Breeding a climate-resilient peach variety is a very complicated task and involves more than just chill hour requirements. Gasic said it’s a three-part equation — hitting the targeted chill hours, having the heat units accumulation to achieve desired bloom timing and producing a fruitlet that has some tolerance to freezes. These are all necessary while producing all the other traits growers want, such as yield and quality. 

The recently patented CaroRes Wonder has a chilling requirement of 500 hours. The other patented variety, EveRes Ruby, requires 800 hours as does CaroRes Delight, which is patent pending.

There has been some discussion that the traditional chill hour requirement should be updated to a more precise way of measuring needed cold to set up a good crop. Chill portion is a measure of time that trees experience temperatures between 32 and 47 degrees Fahrenheit.

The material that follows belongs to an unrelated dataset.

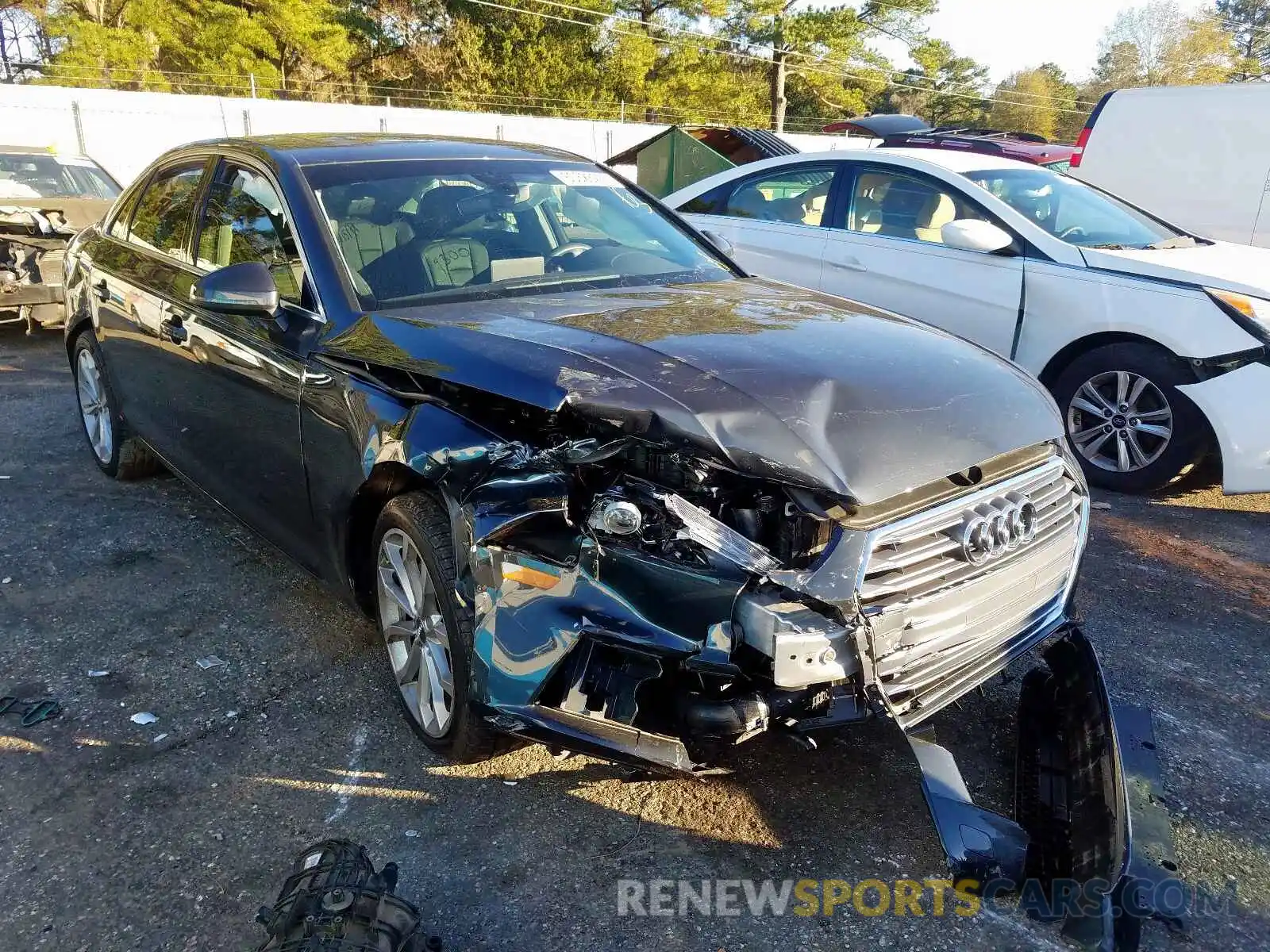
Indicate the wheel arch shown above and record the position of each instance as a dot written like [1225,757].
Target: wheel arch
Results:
[1064,359]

“Chill hours are simple because you just count how many hours you have below 47 degrees,” Gasic said. “Chill portion is more reflective of how the tree reacts to cold. Basically, anything below 32 degrees doesn’t count and is ignored by the tree. So, the chill portion accounts for the time when temperatures are between 47 and 32 degrees. If we achieve 55 chill portion hours, we feel pretty good about it.”

Good Setup for 2024 Season

After last year’s freeze disaster, the good news going into the 2024 crop was that winter was more normal and there were no spring freezes. This bodes well for this year’s production.

“We had a great winter, and the cold was steady and stayed in the 47-to-32-degree range,” Gasic said. “That was high-quality chilling and we had great months for it in December and January.”

Trees were accumulating adequate heat units in the spring to help push bloom and fruit ripening along, which should also encourage a more uniform good harvest.